I have been given a file, (probably) encoded in Latin-1 (ISO 8859-1), and there are some conversions and data mining to be done with it. The output is supposed to be in UTF-8, and I have tried about anything I could find about encoding conversion in Perl, none of them produced any usable output.
I know that use utf8;
does nothing to begin with. I have tried the Encode
package, which looked promising:
open FILE, '<', $ARGV[0] or die $!;
my %tmp = ();
my $last_num = 0;
while (<FILE>) {
$_ = decode('ISO-8859-1', encode('UTF-8', $_));
chomp;
next unless length;
process($_);
}
I tried that in any combination I could think of, also thrown in a binmode(STDOUT, ":utf8");
, open FILE, '<:encoding(ISO-8859-1)', $ARGV[0] or die $!;
and much more. The result were either scrambled umlauts, or an error message like \xC3 is not a valid UTF-8 character
, or even mixed text (Some in UTF-8, some in Latin-1).
All I wanna have is a simple way to read in a Latin-1 text file and produce UTF-8 output on the console via print
. Is there any simple way to do that in Perl?

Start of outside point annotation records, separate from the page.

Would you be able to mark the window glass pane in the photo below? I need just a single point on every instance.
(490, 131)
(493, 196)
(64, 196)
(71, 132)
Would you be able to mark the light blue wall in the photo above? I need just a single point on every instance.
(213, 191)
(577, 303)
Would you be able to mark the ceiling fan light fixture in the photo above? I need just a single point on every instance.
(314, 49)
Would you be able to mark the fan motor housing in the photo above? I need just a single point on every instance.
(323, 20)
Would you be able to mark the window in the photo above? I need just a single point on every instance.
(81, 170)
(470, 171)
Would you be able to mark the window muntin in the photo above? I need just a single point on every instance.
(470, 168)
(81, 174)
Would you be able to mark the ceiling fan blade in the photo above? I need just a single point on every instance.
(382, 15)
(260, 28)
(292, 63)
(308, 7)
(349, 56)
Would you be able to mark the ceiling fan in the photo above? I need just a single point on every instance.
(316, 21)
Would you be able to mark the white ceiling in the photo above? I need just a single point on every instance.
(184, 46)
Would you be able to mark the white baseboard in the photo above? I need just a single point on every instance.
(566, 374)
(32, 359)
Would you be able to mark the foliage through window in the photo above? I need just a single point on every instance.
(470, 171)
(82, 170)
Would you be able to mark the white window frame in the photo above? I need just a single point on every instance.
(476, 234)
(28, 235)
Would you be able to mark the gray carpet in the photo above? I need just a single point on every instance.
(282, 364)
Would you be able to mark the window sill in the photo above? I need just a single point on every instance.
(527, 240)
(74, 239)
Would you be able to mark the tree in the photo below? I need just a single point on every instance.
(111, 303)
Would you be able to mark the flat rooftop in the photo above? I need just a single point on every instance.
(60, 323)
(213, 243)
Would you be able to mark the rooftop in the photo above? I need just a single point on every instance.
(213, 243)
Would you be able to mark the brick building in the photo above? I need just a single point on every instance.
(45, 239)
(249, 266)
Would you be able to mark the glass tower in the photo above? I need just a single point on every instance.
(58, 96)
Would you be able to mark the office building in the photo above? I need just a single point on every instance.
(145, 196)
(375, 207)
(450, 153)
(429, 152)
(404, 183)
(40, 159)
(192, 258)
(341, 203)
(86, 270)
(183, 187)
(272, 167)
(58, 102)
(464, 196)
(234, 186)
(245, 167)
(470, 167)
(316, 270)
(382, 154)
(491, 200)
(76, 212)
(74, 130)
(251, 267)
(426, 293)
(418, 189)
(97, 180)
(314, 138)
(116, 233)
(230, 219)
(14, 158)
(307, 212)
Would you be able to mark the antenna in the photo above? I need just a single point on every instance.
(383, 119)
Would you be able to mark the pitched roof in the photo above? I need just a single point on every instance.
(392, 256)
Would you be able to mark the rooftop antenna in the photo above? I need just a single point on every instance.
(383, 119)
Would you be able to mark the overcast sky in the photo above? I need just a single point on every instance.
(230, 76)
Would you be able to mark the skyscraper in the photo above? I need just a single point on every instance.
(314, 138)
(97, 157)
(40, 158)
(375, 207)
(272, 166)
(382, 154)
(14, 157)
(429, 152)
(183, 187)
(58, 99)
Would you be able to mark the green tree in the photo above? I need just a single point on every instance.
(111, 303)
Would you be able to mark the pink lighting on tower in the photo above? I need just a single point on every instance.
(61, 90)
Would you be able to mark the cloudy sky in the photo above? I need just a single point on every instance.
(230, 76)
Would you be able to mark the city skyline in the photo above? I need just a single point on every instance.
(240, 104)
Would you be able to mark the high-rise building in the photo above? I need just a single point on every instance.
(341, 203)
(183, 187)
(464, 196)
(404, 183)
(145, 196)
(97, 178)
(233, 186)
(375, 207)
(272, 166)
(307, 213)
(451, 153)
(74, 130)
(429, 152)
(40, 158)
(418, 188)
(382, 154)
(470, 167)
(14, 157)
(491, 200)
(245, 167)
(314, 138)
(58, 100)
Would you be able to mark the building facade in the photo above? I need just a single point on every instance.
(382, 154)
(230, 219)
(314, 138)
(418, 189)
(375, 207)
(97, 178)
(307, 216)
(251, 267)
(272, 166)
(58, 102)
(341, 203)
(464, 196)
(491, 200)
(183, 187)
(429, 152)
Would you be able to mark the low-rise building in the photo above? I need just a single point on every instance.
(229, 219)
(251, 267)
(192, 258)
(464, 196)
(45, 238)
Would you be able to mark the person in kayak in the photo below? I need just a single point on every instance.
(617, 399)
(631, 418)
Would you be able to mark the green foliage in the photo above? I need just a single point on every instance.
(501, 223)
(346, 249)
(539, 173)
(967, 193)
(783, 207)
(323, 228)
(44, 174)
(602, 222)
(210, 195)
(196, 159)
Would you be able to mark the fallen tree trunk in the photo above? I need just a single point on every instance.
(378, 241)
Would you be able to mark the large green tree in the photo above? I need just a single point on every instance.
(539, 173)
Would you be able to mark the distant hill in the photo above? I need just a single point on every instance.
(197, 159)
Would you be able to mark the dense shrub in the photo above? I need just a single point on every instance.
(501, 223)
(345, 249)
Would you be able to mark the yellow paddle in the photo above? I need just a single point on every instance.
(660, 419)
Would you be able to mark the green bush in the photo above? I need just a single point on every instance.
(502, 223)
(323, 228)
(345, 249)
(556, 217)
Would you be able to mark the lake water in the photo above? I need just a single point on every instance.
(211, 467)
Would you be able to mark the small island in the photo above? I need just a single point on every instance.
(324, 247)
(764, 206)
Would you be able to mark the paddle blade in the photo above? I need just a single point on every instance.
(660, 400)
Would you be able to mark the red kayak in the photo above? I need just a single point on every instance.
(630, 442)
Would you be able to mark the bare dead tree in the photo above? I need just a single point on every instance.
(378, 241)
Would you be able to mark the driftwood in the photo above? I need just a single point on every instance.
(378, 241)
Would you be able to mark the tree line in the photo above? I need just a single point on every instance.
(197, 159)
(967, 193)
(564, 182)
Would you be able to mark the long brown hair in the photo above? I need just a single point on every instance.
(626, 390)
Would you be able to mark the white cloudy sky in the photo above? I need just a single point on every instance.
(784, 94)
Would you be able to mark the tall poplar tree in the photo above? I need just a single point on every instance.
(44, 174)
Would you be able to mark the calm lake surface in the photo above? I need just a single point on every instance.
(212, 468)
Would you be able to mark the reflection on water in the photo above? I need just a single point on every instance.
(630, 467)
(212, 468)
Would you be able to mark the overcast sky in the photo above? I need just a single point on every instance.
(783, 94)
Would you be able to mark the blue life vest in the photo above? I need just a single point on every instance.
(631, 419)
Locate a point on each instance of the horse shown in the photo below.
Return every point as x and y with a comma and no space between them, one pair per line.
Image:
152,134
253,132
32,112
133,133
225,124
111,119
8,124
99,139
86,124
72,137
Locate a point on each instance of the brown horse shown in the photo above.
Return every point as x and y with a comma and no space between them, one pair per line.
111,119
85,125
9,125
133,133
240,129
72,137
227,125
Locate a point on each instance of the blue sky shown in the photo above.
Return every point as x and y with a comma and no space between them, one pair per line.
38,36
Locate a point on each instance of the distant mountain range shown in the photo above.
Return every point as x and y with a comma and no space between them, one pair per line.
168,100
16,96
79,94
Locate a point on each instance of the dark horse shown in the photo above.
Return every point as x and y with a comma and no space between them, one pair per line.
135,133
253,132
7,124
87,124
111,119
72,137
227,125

See Perl encoding introduction and the Unicode cookbook.
Easiest with piconv:
$ piconv -f Latin1 -t UTF-8 < input.file > output.file
Easy, with encoding layers:
use autodie qw(:all);
open my $input, '<:encoding(Latin1)', $ARGV[0];
binmode STDOUT, ':encoding(UTF-8)';
Moderately, with manual de-/encoding:
use Encode qw(decode encode);
use autodie qw(:all);
open my $input, '<:raw', $ARGV[0];
binmode STDOUT, ':raw';
while (my $raw = <$input>) {
my $line = decode 'Latin1', $raw, Encode::FB_CROAK | Encode::LEAVE_SRC;
my $result = process($line);
print {STDOUT} encode 'UTF-8', $result, Encode::FB_CROAK | Encode::LEAVE_SRC;
}